Critique d’Une exécution ordinaire
N’y allons pas par quatre chemins : c’est globalement un bon ouvrage et je n’ai pas vu le temps passer. Les pages filent à la vitesse de l’éclair (Dugain aime décomposer ses titres avec une pétée de parties et des rivières de chapitres bien aérés) et le style, sobre et précis, offre une lecture sans concession, presque à la manière d’un essai.
Si l’œuvre s’articule autour de la tragédie humaine et politique que fut l’accident (aggravé par les autorités) du Ko..euh d’Oskar, l’auteur français a brodé l’histoire du peuple russe et ce depuis la fin de la seconde guerre mondiale. Cela commence par la petite Olga, magnétiseuse dont le talent est venu aux oreilles de l’ogre Staline qui fait appel à ses services pour être soigné. Ensuite, retour à la vie « actuelle » à travers l’existence d’un prof’ narrateur qui mène une vie peu glorieuse sur fond de crise conjugale. Et le fait que son fils, Vania, ferait partie des survivants coincés dans la carlingue, n’arrange pas son moral.

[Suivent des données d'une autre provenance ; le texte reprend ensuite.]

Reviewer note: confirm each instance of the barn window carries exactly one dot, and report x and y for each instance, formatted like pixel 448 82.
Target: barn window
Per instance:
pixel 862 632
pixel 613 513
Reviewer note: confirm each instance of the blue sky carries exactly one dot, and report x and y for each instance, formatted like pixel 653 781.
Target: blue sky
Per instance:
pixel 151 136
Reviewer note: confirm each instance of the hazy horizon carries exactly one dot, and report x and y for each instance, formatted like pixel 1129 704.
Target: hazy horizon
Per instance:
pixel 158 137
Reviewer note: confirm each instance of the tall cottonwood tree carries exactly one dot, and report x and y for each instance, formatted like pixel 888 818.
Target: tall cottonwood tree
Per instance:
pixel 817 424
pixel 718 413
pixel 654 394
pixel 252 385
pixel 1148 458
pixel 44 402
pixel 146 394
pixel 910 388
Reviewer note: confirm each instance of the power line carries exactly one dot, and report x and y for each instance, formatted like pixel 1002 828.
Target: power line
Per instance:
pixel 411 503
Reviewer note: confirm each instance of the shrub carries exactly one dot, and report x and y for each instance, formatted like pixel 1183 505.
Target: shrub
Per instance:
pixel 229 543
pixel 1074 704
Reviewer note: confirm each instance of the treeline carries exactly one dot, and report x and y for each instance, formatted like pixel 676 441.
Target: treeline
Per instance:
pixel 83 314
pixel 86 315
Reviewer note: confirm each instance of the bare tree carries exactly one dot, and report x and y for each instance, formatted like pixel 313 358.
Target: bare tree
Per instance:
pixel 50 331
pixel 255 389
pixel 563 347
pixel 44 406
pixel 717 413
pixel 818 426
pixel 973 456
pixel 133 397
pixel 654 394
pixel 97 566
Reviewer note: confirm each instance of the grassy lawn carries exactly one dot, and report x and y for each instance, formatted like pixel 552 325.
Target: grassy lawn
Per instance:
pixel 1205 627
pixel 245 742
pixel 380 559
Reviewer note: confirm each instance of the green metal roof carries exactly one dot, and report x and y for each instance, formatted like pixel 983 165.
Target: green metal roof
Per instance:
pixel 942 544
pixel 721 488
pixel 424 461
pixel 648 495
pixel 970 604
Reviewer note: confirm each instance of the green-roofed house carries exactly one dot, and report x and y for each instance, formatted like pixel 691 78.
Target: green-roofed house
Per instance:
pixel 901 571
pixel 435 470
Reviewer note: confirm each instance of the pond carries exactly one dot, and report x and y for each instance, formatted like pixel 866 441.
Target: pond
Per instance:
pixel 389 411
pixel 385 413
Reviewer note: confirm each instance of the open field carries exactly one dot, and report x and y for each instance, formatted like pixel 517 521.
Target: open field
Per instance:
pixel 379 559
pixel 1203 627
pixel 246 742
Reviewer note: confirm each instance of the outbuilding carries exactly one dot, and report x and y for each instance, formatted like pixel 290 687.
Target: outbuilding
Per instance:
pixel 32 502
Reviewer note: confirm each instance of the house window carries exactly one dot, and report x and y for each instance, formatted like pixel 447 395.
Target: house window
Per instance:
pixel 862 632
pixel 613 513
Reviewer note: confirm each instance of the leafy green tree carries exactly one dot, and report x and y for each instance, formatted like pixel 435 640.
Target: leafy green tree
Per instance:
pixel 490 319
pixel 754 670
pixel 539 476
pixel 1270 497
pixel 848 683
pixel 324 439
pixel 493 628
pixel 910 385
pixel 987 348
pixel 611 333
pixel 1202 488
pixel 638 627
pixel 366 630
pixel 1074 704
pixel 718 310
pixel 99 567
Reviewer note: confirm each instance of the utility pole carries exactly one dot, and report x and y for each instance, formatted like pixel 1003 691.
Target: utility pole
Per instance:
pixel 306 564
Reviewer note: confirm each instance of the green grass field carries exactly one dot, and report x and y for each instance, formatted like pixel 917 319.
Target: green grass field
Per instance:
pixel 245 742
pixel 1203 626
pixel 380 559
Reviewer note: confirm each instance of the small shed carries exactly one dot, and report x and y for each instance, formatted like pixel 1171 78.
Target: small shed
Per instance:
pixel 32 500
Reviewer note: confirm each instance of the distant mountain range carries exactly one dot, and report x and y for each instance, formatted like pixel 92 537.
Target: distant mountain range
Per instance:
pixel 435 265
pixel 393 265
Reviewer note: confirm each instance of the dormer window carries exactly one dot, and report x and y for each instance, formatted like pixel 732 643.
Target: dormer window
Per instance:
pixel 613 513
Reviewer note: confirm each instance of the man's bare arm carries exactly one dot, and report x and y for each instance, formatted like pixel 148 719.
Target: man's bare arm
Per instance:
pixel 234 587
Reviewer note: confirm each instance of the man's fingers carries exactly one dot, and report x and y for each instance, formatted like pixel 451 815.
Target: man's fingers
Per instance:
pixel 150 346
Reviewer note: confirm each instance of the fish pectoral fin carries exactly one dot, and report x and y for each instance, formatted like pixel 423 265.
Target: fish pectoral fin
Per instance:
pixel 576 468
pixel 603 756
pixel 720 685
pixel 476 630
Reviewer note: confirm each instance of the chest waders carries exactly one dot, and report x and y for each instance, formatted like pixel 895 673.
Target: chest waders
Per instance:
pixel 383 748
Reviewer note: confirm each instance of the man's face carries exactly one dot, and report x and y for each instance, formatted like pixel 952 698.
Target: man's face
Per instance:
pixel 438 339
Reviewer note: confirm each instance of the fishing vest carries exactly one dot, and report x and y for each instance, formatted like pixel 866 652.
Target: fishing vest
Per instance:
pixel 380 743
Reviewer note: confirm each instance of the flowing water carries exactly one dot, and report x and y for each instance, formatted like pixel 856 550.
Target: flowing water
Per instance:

Ces récits sont parsemés de saynètes nettement plus axées politique/finances, en particulier la guerre sourde que se livrent les hommes politiques russes après l’éclatement de l’URSS. De ce joli bordel sans foi ni loi émerge le pétillant Plotov, jeune politicien russe passé par le FSB qui ressemble traits pour traits à ce bon Poutine. C’est dans ces moments que Marc D. se fait plaisir et invite le lecteur dans le saint des saints de Mère Russie, là où tout semble possible.

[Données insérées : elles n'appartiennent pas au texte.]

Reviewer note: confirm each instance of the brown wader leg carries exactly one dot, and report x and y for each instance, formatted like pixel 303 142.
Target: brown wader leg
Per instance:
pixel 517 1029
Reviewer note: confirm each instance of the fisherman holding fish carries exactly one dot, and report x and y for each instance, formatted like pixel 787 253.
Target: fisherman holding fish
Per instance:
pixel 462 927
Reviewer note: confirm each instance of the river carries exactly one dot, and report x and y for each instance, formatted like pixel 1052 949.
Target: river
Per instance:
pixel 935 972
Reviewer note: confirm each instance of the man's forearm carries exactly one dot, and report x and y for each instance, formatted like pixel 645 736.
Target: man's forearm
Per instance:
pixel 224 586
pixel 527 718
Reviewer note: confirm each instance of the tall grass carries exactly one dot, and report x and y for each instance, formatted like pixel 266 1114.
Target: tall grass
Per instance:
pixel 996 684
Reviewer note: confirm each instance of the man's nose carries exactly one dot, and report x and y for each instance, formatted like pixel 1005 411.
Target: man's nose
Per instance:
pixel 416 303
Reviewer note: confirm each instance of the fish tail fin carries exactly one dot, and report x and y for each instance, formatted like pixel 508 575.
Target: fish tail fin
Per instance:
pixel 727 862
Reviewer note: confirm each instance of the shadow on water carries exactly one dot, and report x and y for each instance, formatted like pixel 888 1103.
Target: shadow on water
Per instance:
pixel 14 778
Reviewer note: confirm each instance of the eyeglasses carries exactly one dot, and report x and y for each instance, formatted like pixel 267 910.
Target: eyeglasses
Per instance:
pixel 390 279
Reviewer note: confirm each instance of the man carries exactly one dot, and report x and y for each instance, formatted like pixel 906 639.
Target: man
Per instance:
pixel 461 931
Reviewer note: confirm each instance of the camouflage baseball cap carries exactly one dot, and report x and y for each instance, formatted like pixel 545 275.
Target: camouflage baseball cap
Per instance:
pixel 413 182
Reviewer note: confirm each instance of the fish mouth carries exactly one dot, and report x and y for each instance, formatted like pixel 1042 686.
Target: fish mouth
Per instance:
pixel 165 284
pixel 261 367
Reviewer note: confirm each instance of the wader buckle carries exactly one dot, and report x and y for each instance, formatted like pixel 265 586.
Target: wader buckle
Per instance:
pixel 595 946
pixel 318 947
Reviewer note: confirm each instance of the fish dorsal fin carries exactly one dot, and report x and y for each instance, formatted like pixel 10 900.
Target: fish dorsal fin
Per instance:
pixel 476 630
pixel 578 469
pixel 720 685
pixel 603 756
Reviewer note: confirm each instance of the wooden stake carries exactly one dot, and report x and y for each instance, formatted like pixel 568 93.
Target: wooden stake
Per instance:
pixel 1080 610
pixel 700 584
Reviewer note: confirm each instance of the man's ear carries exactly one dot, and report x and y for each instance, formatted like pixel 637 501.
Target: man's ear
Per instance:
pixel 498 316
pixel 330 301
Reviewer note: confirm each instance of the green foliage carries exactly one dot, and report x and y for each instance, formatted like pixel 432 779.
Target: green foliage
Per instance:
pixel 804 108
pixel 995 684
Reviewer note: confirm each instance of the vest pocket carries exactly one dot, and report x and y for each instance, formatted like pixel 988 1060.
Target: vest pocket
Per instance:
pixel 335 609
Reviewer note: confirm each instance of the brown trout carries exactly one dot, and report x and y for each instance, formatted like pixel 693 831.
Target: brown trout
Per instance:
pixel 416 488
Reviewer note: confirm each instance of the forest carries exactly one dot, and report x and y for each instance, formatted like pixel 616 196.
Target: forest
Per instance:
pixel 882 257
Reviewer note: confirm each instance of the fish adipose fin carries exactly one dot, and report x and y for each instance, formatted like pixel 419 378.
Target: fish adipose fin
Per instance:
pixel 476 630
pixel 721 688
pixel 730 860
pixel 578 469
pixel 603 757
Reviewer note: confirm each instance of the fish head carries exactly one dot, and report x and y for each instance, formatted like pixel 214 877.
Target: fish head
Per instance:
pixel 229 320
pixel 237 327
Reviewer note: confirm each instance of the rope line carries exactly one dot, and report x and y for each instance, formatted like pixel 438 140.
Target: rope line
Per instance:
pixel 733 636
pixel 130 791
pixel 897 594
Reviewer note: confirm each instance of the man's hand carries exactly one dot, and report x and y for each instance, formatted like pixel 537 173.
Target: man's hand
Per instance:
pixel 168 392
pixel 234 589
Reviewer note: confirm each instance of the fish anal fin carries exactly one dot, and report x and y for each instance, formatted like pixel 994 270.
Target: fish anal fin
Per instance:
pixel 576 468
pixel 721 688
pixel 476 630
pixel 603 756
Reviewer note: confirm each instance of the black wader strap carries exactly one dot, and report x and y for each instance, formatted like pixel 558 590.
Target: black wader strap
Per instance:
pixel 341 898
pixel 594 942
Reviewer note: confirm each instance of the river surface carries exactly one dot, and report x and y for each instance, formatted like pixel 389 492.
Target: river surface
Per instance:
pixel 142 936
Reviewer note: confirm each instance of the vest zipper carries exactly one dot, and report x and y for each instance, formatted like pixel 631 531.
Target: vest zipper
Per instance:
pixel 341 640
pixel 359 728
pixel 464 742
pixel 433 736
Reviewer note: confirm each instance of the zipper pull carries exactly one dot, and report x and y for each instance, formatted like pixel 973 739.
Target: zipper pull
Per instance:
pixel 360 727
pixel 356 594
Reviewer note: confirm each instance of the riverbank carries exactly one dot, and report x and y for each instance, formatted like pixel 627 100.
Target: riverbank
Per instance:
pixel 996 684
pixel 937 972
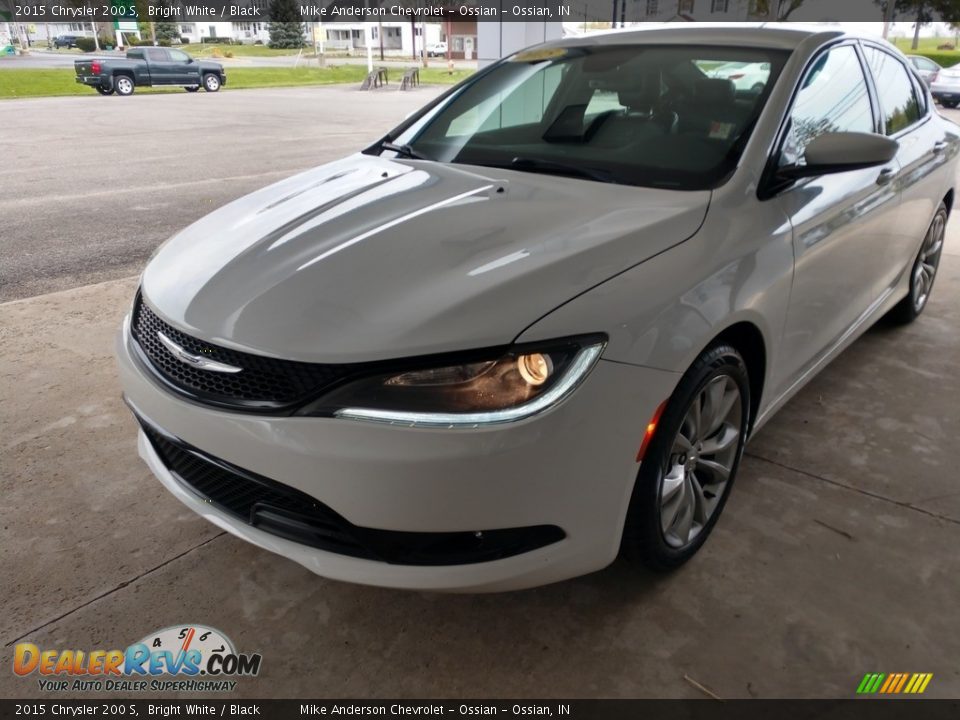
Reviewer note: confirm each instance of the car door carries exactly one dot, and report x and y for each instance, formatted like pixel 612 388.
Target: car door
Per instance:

En guise de conclusion, Une exécution ordinaire prend la tournure de ce que les journalistes français savent faire de mieux : créer une histoire humaine dans l’Histoire pour dresser un tableau juste où se mélangent grandes destinées nationales et péripéties du péquin moyen. Hélas, à l’instar des articles de ce genre de journaleux, des passages entiers restent assez chiants (par exemple les pleurnicheries de quelques protagonistes) et ne m’ont pas paru nécessaires à la bonne compréhension du roman.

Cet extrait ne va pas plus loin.